บทคัดย่องานวิจัย

Genomics approaches and tools to study fruit ripening and postharvest quality evolution

P. Tonutti, C. Bonghi

Program and Abstract. 2007 Australasian Postharvest Conference. Crowne Plaza Terrigal, NSW, Australia. 12 September 2007. 87 p.

2007

บทคัดย่อ

Genomics approaches and tools to study fruit ripening and postharvest quality evolution

The evolution of o­ne-gene-at-a-time approach is represented by genomics studies and tools that are becoming routinely used in many labs aimed at elucidating mechanisms controlling and regulating fruit development. This new approach is based o­n high-throughput techniques, such as microarrays, that allow a comprehensive transcriptome analysis aimed to identify and dissect the complex: genetic networks that underlie processes critical to fruit physiology as fruit ripening. In the mode' species, tomato, microarrays have been used to better define the role of ethylene in modulating transcriptome profile changes at ripening and further identify ethylene-dependent and ethylene independent genes. In other fruit types such as peaches, specific microarrays analyses have been performed (using the µPEACH1.0) to study the transition from pre-climacteric to climacteric stage and new genes and basic mechanisms involved in ethylene perception, and in the definition and evolution of quality traits as colour and flesh firmness have been identified and described Large scale analyses have performed in order to elucidate, at molecular level, mechanisms involved in the responses of peaches to 1-MCP, the antagonist of ethylene that appears to have o­nly limited effects in delaying ripening and prolonging shelf life in peaches and other stone fruits.
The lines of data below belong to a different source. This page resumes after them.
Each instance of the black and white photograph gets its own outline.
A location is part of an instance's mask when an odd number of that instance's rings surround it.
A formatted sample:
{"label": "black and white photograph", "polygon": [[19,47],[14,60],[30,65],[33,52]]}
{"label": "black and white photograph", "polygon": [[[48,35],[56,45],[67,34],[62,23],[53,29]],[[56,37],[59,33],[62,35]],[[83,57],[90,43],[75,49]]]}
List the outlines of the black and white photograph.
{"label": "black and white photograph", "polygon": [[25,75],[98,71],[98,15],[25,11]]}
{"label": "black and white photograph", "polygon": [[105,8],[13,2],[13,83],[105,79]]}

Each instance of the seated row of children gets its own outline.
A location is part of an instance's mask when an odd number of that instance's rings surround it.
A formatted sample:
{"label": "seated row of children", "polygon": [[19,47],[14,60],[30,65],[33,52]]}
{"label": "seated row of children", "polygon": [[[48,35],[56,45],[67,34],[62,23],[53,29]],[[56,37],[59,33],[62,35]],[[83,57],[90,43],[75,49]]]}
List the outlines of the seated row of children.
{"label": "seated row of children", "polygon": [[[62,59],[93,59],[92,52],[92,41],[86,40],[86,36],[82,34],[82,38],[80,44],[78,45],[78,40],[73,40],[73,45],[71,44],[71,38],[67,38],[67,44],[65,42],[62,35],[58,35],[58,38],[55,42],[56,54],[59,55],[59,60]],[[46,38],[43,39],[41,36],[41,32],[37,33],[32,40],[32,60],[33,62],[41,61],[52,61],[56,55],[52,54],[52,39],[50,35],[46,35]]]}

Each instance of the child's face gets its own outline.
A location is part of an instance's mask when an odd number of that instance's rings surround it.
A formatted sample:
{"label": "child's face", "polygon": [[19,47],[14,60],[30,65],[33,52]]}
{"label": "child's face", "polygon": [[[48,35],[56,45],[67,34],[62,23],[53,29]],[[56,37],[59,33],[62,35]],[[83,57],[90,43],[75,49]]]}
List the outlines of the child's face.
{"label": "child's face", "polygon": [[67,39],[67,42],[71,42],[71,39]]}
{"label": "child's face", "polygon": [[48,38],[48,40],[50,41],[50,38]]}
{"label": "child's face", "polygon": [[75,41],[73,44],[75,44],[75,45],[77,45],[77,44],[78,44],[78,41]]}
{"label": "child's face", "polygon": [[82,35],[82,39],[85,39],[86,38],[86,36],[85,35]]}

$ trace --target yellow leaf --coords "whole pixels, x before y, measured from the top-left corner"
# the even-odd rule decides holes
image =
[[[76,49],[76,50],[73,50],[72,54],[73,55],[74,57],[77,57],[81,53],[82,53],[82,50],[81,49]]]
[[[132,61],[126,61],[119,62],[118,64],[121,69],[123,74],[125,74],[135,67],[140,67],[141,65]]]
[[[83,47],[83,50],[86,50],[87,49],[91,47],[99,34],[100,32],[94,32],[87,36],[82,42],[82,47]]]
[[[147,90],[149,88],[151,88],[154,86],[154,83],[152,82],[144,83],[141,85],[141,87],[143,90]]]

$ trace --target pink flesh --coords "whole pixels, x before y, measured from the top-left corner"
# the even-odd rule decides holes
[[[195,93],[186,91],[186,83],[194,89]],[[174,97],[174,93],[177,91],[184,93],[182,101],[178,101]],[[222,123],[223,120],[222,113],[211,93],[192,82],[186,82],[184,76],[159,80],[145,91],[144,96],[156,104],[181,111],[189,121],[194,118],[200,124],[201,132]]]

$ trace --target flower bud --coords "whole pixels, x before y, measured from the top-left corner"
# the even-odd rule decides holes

Genes showing differential hybridizations have been grouped according to their expression pattern following 1-MCP treatment, and specific genes have been identified as potential responsible for the quick recovery of the ripening process during the post-treatment phase. Comparative transcriptome analyses among Drupoideae species are also being performed thus providing useful information about shared or specific mechanisms regulating ripening in botanically similar (drupes) but physiologically different (climacteric and non-climacteric) fruits.